Here's the result's page...  Amateurs are towards the bottom of the page...  

"Sloppy'z Good BBQ"

http://www.kcbs.us/events.php?year=2014&month=7&id=4862


----------



## JckDanls 07 (Jul 10, 2014)

anybody ??


----------



## JckDanls 07 (Aug 2, 2014)

The Set Up...  













BBQ Comp TN 013.JPG



__ JckDanls 07
__ Aug 2, 2014



















BBQ Comp TN 002.JPG



__ JckDanls 07
__ Aug 2, 2014







Also had a cabinet style propane turned into charcoal smoker there too (no pics)...  

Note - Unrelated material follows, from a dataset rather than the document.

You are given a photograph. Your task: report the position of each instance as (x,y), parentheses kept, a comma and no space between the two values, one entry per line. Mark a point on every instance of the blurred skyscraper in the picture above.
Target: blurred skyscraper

the Mini and the Keg hummed right along where I set them...  the cabinet had me chasing temps all day....


----------



## JckDanls 07 (Aug 4, 2014)

a few more pics...  

this was looking down the hill towards the arena's where all action took place













BBQ Comp TN 009.JPG



__ JckDanls 07
__ Aug 4, 2014






this was looking up the hill..  it's a place for therapeutic therapy ... they have disabled vets and handicapped kids come in and use horses for therapy...  it was really pretty cool













BBQ Comp TN 004.JPG



__ JckDanls 07
__ Aug 4, 2014





 

I was going to take the same pictures after everybody got there but my battery died in my camera and I forgot to take charger ...


----------



## WaterinHoleBrew (Aug 4, 2014)

Awesome Keith, looks like a fun time !  Thumbs Up


----------



## dougmays (Aug 5, 2014)

Nice venue for an event!

Good thinking on the Sausage Fatty, looks amazing! Cheese and potato in there? And yea i would have arranged the pieces with all that goodness facing up to show off the layers of flavor and that nice smoke ring, plus you had the space in the box.

How'd you like the added pressure of Garnish? I hated that compared to the FBA comps i've done.

They didnt say anything about using a propane smoker?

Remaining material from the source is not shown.